Le passage de cette puissante armée contrainte de traverser un gué où deux hommes ne pouvaient marcher de front ne dura pas moins de quarante-huit heures. Les eaux engloutirent un certain nombre de chevaux et de combattans; cependant les troupes musulmanes reprirent aussitôt leur ordre de bataille et s’avancèrent à la rencontre des Mahrattes. Pourquoi ceux-ci ne s’étaient-ils pas portés au-devant de l’ennemi? Comment avaient-ils laissé les mahométans effectuer tranquillement le passage de la Djamouna, entrepris avec une témérité incroyable par Ahmed-Shah, qui n’ignorait pas que l’armée hindoue campait à peu de distance du rivage? Si Seda-Sheo se fut jeté sur les Dourranies engagés dans les eaux de la rivière, il les eût mis en déroute, culbutés dans le courant et refoulés pour toujours au-delà des frontières du Pendjab.
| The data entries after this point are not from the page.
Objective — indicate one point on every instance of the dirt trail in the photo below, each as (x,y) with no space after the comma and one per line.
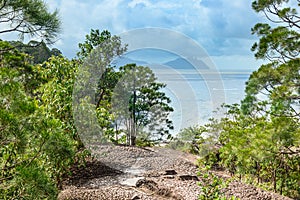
(121,172)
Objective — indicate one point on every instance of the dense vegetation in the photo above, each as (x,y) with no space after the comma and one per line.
(39,139)
(259,140)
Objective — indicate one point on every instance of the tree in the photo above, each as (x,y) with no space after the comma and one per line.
(95,82)
(92,41)
(38,51)
(262,136)
(29,17)
(140,104)
(280,44)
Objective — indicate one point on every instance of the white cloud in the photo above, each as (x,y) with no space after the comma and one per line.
(221,26)
(134,3)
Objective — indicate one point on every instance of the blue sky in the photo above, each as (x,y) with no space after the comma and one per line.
(221,27)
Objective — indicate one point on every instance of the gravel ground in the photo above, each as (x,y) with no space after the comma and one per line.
(121,172)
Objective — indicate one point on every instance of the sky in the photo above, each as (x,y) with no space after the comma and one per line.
(221,27)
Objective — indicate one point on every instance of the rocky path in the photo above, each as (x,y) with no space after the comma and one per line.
(131,173)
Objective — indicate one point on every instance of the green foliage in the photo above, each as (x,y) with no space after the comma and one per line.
(29,17)
(140,105)
(34,150)
(188,139)
(92,41)
(212,186)
(38,51)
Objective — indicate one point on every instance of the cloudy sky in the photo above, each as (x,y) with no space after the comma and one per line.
(221,27)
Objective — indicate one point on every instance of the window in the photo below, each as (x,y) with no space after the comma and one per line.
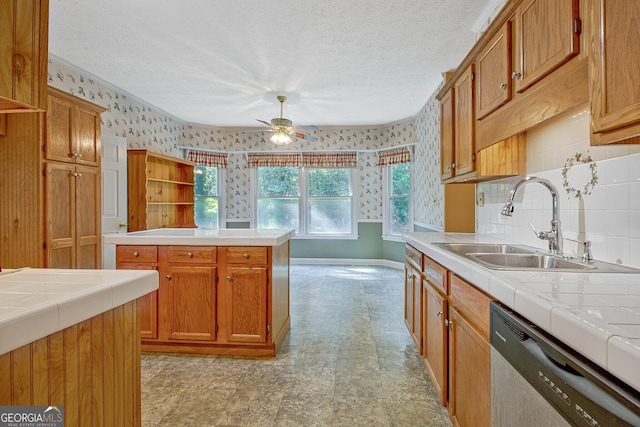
(207,196)
(313,201)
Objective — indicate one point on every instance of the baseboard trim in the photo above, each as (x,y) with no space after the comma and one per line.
(348,261)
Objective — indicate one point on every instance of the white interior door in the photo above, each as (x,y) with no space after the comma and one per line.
(114,193)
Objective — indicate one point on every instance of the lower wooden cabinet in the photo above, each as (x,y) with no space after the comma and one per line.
(454,317)
(213,300)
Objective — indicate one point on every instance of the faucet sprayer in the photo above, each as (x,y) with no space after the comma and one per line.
(554,236)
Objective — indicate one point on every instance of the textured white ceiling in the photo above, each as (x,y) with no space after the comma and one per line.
(222,63)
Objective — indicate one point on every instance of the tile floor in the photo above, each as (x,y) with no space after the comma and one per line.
(348,361)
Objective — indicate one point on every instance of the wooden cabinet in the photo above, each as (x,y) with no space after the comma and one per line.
(464,124)
(142,258)
(73,131)
(24,31)
(413,295)
(73,216)
(547,36)
(231,300)
(493,70)
(72,182)
(614,63)
(456,349)
(160,191)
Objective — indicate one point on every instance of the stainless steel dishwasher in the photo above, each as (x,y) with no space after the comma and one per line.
(538,381)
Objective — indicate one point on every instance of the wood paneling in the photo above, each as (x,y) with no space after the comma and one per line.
(92,369)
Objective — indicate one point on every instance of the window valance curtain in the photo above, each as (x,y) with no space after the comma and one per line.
(202,158)
(394,157)
(308,160)
(273,159)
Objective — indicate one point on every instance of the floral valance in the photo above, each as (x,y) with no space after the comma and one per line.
(203,158)
(308,160)
(394,157)
(274,159)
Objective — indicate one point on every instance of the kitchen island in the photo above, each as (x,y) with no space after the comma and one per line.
(220,291)
(70,338)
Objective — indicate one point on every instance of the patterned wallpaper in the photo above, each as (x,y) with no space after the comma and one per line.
(146,127)
(428,193)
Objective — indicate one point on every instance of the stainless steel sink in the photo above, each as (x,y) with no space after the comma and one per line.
(529,261)
(521,257)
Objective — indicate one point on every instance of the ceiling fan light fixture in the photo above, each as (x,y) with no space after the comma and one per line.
(280,138)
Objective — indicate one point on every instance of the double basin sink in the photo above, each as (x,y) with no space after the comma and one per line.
(520,257)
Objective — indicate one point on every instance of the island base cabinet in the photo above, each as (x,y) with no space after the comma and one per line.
(91,368)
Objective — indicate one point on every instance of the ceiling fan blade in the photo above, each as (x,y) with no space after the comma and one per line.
(266,123)
(309,138)
(307,127)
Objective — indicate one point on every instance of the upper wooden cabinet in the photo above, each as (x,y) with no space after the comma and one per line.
(493,71)
(160,191)
(24,29)
(547,35)
(614,63)
(73,130)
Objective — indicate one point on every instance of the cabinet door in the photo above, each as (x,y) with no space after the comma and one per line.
(547,37)
(615,61)
(464,133)
(447,121)
(191,303)
(58,145)
(470,374)
(60,221)
(493,71)
(435,332)
(23,62)
(246,304)
(87,136)
(87,217)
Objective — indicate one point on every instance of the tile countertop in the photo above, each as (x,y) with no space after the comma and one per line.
(202,237)
(36,302)
(597,314)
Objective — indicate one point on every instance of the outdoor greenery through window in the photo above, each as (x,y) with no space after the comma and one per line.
(399,191)
(206,196)
(312,201)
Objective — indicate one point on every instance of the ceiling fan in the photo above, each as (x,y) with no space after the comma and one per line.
(284,128)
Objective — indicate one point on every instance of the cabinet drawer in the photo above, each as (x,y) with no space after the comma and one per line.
(414,256)
(246,255)
(136,253)
(192,254)
(436,275)
(472,303)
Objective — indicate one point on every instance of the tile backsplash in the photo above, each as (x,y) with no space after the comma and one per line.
(609,217)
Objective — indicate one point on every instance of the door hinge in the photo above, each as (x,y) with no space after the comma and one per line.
(577,26)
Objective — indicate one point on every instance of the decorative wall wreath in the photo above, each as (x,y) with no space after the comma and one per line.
(585,190)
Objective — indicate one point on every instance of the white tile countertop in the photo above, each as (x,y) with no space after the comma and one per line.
(202,237)
(36,302)
(596,314)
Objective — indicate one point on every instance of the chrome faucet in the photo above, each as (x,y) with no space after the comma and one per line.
(554,236)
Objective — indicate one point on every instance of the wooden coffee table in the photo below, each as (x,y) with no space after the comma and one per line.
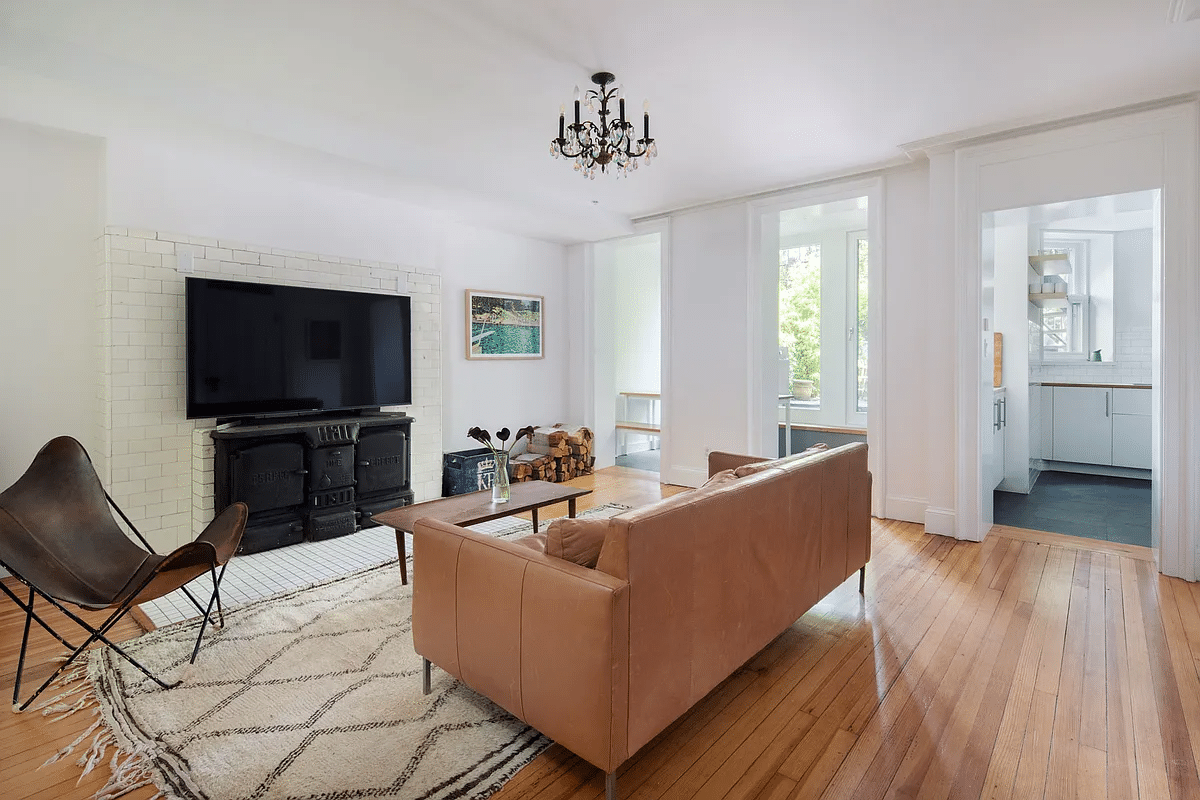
(475,507)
Une occasion magnifique s’offrait à lui de détruire d’un seul coup la puissance musulmane et d’assurer le triomphe de la confédération mahratte, qui eût régné sans conteste sur toute l’Inde. Cette occasion, Seda-Sheo la laissa échapper, parce qu’il ne voulait plus écouter aucun conseil; dans son orgueil, il repoussait les meilleurs avis, jaloux de ne devoir qu’à sa propre inspiration la victoire sur laquelle il n’avait pas cessé de compter. Peu de jours après, une rencontre eut lieu entre les avant--

  1. Tel est à peu près le sens du mot persan dasta, qu’emploient les écrivains musulmans.